What an embedding is
An embedding is a fixed-length dense vector (e.g., 1536 or 3072 numbers) that encodes the meaning of text. Semantically similar fragments sit close together in this space even if they share no words. That is the basis of semantic search: instead of keyword matching we look for nearby vectors.
import os
from openai import OpenAI
client = OpenAI()
resp = client.embeddings.create(
model="text-embedding-3-large",
input=["How do I reset my password?", "Recovering account access"],
dimensions=1536, # 3-large is natively 3072, can be truncated
)
v1 = resp.data[0].embedding
v2 = resp.data[1].embedding
print(len(v1)) # 1536
Similarity metrics
- Cosine similarity — the angle between vectors, ignores magnitude. The default for text embeddings.
- Dot product — accounts for both angle and magnitude. If vectors are L2-normalized, dot product == cosine. Most OpenAI/Cohere embeddings are normalized, so the metrics coincide and dot is faster.
- Euclidean (L2) — straight-line distance. For normalized vectors it is monotonically related to cosine, but for text in production you almost always use cosine or dot.
import numpy as np
def cosine(a, b):
a, b = np.array(a), np.array(b)
return a @ b / (np.linalg.norm(a) * np.linalg.norm(b))

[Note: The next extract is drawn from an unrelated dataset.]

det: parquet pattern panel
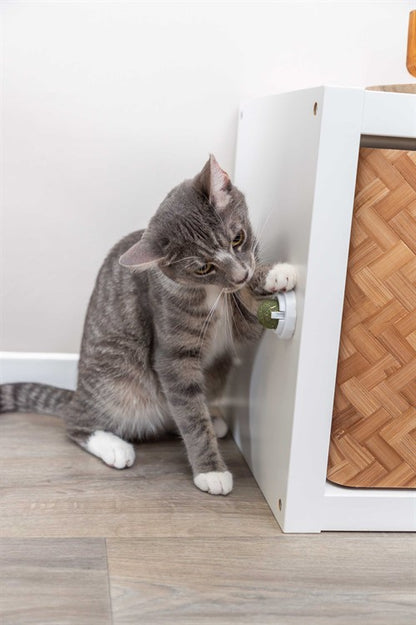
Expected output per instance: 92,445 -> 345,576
328,148 -> 416,488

print(round(cosine(v1, v2), 3)) # high similarity: different words, same meaning
Which model to pick
| Model | Dimensions | Notes |
|---|---|---|
| text-embedding-3-large | up to 3072 (truncatable) | best OpenAI quality, supports Matryoshka truncation |
| text-embedding-3-small | up to 1536 | cheaper, quality close to ada-002 |
| text-embedding-ada-002 | 1536 (fixed) | legacy, not truncatable, not needed for new code |
| Cohere Embed v3 | 1024 | strong multilingual, has input_type (search_document/search_query) |
| all-MiniLM-L6-v2 | 384 | local, free, sentence-transformers, for prototypes and private data |
The key feature of text-embedding-3-*: the dimensions parameter truncates the vector (Matryoshka Representation Learning) — you can shrink dimensionality with minimal quality loss and save memory and search cost. ada-002 has no such option.
Dimensions: the trade-off
Higher dimensionality means better accuracy but more storage and slower search. 3072 → 256 cuts memory ~12x and recall typically drops by single-digit percent. For most production RAG, 1024–1536 is a reasonable balance.